Split 11th Circuit OKs Unsealing Grand Jury Transcript in Lynching of 4 Georgians
"There is no indication that any witnesses, suspects, or their immediate family members are alive to be intimidated, persecuted, or arrested," Judge Charles Wilson wrote for the majority.
February 11, 2019 at 06:01 PM
3 minute read
The original version of this story was published on Daily Report
A split federal appellate panel upheld a decision to unseal the transcript of a grand jury asked to investigate the unsolved lynching of four African-Americans in Georgia in 1946.
A federal grand jury charged no one in the Moore's Ford Bridge mob beating and shooting deaths of two couples, George and Mae Murray Dorsey and Roger and Dorothy Dorsey Malcom.
More than 70 years later, historian Anthony Pitch petitioned the U.S. District Court in Macon, Georgia, to unseal the transcripts, and Judge Marc Treadwell agreed in 2017.
The Justice Department appealed the ruling, and the U.S. Court of Appeals for the Eleventh Circuit affirmed Treadwell's decision Monday. Government lawyers argued he abused his discretion by basing his decision solely on the historical significance of the lynching, which drew the attention of President Harry Truman and is considered a precursor to the civil rights movement.

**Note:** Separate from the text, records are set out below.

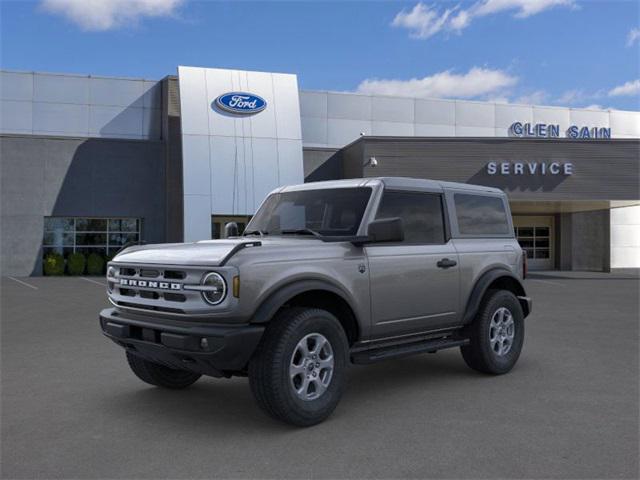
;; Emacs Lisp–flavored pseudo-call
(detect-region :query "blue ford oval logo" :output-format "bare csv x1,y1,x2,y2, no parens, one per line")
214,92,267,115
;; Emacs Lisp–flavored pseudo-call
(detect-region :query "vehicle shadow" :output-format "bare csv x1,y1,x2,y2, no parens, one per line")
103,352,478,436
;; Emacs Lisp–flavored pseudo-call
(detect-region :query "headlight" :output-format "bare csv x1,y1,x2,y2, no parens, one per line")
107,267,118,293
202,272,227,305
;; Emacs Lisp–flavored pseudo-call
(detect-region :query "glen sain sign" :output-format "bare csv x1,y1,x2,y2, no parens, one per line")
212,92,267,115
509,122,611,140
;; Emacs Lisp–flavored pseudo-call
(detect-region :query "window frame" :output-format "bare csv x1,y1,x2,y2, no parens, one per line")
42,215,143,256
371,187,451,247
445,189,515,239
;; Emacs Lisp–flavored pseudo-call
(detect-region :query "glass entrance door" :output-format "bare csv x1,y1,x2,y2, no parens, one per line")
513,216,555,270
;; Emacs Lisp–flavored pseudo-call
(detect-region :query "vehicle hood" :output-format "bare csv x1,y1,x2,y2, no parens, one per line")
113,236,323,266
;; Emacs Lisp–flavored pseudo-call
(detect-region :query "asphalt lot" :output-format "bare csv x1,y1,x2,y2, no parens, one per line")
0,272,639,478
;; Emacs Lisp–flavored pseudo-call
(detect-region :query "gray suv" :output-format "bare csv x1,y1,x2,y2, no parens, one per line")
100,178,531,426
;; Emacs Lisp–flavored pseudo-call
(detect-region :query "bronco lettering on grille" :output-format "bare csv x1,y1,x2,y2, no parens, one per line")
120,278,182,290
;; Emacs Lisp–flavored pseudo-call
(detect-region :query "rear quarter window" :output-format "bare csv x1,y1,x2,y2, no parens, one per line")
453,193,511,236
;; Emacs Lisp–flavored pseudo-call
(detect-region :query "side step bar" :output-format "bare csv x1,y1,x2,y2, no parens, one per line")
351,338,469,364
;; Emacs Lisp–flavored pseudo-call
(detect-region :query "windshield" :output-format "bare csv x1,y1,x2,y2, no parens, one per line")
245,188,371,236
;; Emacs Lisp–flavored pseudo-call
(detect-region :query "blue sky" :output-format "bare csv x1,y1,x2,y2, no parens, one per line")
0,0,640,110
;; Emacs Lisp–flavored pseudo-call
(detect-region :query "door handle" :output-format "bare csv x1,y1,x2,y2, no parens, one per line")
436,258,458,268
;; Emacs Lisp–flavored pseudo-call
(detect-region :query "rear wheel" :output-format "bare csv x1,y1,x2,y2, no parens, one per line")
460,290,524,374
127,352,201,389
249,308,348,427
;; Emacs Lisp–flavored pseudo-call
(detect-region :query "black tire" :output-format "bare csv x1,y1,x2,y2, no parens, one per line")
127,352,201,389
249,307,349,427
460,290,524,375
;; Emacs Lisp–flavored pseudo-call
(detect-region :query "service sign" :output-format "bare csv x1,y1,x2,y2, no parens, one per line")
213,92,267,115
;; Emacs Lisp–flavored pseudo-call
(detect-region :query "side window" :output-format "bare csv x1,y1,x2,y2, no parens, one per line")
454,193,509,235
376,190,445,244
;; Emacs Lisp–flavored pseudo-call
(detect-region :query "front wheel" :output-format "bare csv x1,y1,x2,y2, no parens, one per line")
460,290,524,375
249,308,348,427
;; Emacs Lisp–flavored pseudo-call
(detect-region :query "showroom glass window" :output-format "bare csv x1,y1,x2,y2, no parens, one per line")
43,217,141,257
376,190,445,244
454,193,511,236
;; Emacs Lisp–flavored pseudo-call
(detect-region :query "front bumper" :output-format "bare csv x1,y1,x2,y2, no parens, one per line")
100,308,264,377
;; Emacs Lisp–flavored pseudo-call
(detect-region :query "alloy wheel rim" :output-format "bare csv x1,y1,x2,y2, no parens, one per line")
289,333,334,401
489,307,516,357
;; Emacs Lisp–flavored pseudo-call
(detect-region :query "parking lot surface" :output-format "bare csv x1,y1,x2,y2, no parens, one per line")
0,272,639,478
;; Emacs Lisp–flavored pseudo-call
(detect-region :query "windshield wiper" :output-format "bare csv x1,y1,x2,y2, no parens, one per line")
242,228,269,237
280,228,324,238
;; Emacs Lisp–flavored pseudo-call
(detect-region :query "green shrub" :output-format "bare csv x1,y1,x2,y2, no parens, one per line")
87,253,104,275
43,253,64,275
67,252,87,275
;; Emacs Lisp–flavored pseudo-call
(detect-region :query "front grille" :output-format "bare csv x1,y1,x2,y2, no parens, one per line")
107,262,236,317
108,265,206,313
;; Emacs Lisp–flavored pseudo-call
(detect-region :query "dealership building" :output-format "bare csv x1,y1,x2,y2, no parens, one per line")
0,67,640,275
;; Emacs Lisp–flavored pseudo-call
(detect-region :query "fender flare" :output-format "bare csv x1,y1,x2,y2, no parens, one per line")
463,268,531,325
251,280,358,323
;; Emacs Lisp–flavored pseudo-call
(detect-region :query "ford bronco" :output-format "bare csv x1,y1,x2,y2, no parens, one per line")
100,178,531,426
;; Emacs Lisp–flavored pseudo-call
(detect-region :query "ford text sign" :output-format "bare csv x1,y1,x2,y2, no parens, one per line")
214,92,267,115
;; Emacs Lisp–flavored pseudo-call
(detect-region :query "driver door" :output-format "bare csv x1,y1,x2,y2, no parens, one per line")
365,190,460,340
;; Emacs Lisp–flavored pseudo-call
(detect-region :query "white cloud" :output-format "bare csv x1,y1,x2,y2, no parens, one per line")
391,3,452,38
627,28,640,47
609,79,640,97
357,67,518,98
41,0,184,31
391,0,577,38
557,89,594,105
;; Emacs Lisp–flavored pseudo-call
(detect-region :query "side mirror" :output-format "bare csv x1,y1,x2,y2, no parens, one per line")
224,222,238,238
368,217,404,243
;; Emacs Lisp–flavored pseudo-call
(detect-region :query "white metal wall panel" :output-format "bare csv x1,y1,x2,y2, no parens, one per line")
272,73,302,140
0,72,33,102
456,101,496,127
178,67,304,241
299,91,328,118
371,97,415,123
569,108,609,128
89,77,144,107
0,100,33,134
182,135,211,196
89,105,144,138
300,116,329,145
33,103,89,137
495,104,533,129
0,71,162,140
300,91,640,148
413,123,456,137
414,99,456,126
609,110,640,138
610,206,640,268
327,93,371,121
533,107,571,135
371,121,415,137
33,73,91,105
327,118,372,146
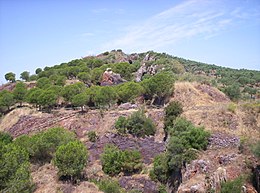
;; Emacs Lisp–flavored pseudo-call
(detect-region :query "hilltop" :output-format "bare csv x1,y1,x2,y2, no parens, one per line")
0,50,260,193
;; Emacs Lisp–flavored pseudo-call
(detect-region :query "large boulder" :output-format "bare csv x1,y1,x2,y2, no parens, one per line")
101,68,126,86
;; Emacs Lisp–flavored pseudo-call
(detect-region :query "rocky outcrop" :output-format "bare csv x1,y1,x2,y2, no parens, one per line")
254,165,260,192
209,133,240,148
119,176,158,193
100,68,126,86
135,53,159,82
89,134,165,164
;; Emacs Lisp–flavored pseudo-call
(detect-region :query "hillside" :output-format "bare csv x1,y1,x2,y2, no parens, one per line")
0,50,260,193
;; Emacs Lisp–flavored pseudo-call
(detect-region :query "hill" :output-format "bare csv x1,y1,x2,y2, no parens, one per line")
0,50,260,193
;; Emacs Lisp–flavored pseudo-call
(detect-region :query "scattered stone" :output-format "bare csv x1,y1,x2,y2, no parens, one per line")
89,134,165,164
101,68,126,86
119,176,158,193
209,133,240,148
218,153,237,165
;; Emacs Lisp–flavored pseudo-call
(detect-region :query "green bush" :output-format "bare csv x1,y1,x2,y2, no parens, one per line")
164,101,183,132
150,153,168,184
150,117,209,190
0,143,33,192
227,103,237,113
0,131,13,144
101,145,142,176
54,141,88,178
122,150,142,174
252,140,260,159
101,145,123,176
87,131,98,142
115,110,156,137
96,179,124,193
221,176,245,193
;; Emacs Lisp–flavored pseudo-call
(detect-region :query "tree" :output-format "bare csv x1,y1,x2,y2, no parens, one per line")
62,82,86,102
35,68,42,74
72,92,90,111
5,72,15,82
90,68,104,84
141,72,174,105
243,86,257,99
36,77,51,89
0,143,32,192
0,131,13,145
37,90,58,110
54,141,88,178
116,82,144,103
29,74,38,81
164,101,183,137
25,87,43,107
49,74,67,86
20,71,30,82
101,145,123,176
78,72,91,84
0,90,15,111
115,110,156,137
150,153,169,184
101,145,142,176
94,86,117,107
13,82,27,106
87,131,98,143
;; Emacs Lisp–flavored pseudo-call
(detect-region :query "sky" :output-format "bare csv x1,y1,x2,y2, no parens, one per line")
0,0,260,84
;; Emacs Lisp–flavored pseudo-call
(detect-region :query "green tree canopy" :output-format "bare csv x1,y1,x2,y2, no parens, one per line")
13,82,27,106
20,71,30,82
141,72,174,104
72,92,90,111
116,82,144,103
0,90,15,112
115,110,156,137
62,82,86,102
94,86,118,107
0,143,32,192
35,68,42,74
224,84,241,100
5,72,15,82
78,72,91,84
36,77,51,89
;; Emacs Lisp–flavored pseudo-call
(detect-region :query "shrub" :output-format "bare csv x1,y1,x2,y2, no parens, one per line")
227,103,237,113
164,101,183,132
101,145,123,176
150,117,209,188
101,145,142,176
221,176,244,193
87,131,98,142
54,141,87,178
122,150,142,174
0,143,32,192
150,153,168,184
115,110,156,137
224,84,241,101
97,179,122,193
0,131,13,144
252,140,260,159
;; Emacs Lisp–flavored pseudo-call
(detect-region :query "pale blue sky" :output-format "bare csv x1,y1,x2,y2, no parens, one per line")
0,0,260,83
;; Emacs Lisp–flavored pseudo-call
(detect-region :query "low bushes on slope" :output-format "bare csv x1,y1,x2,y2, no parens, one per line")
115,110,156,137
101,145,142,176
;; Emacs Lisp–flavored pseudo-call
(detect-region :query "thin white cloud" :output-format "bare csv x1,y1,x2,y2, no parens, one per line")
80,32,94,37
103,0,258,52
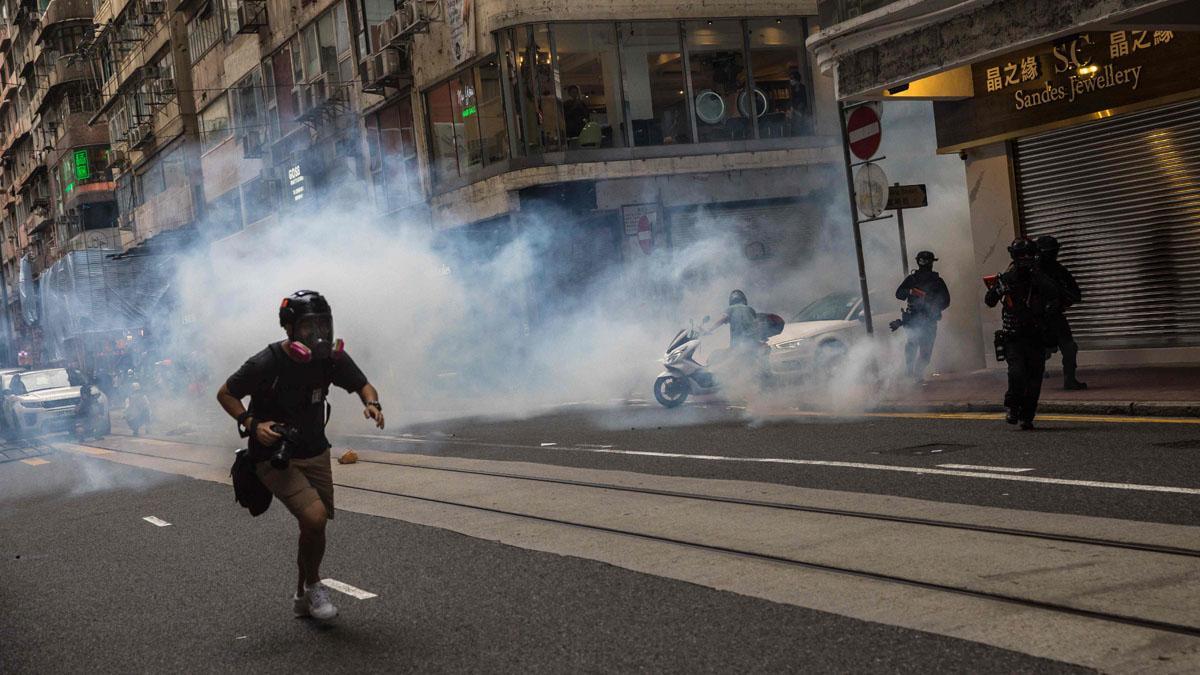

Circuit Judges Charles Wilson and Adalberto Jordan deferred to Treadwell because the lynching provided sufficient “exceptional circumstances” to override typical grand jury secrecy.
Writing for the majority, Wilson said the case's significance in the civil rights movement and the passage of more than 70 years, among other factors, meant it served as a historically significant exception to keeping the transcripts secret.
“There is no indication that any witnesses, suspects, or their immediate family members are alive to be intimidated, persecuted, or arrested,” said Wilson, the only black judge on the 11th Circuit.
Visiting Senior Judge James L. Graham of the Southern District of Ohio, sitting by designation, dissented, writing, “I believe that judges should not be so bold as to grant themselves the authority to decide that the historical significance exception should exist and what the criteria should be.”
He said the descendants of suspects or witnesses could suffer from the release of the transcript.
“I am unable to dismiss the reputational harm that could occur to a living person if the grand jury transcripts reveal that their parent or grandparent was a suspect, a witness who equivocated or was uncooperative, a member of the grand jury which refused to indict, or a person whose name was identified as a Klan member,” Graham wrote.
Jordan concurred specially, noting he would have reached a different decision in 1984 when the circuit set out the “exceptional circumstances” standard for unsealing grand jury records. He pointed out federal judges rejected an effort by U.S. Attorney General Eric Holder in 2011 to change grand jury secrecy rules that would have established unsealing procedures.
Bradley Hinshelwood of the Justice Department's civil division in Washington argued for the government. A spokesman said the department declined to comment.
Joseph J. Bell of Rockaway, New Jersey's Bell & Shivas represented Pitch, the historian seeking the records. He said they were “ecstatic,” noting Pitch first sought the records in 2014.
Bell called the ruling “another brick in the emerging wall of justice.”
Bell took the case after meeting Pitch when Bell was joining the U.S. Supreme Court bar.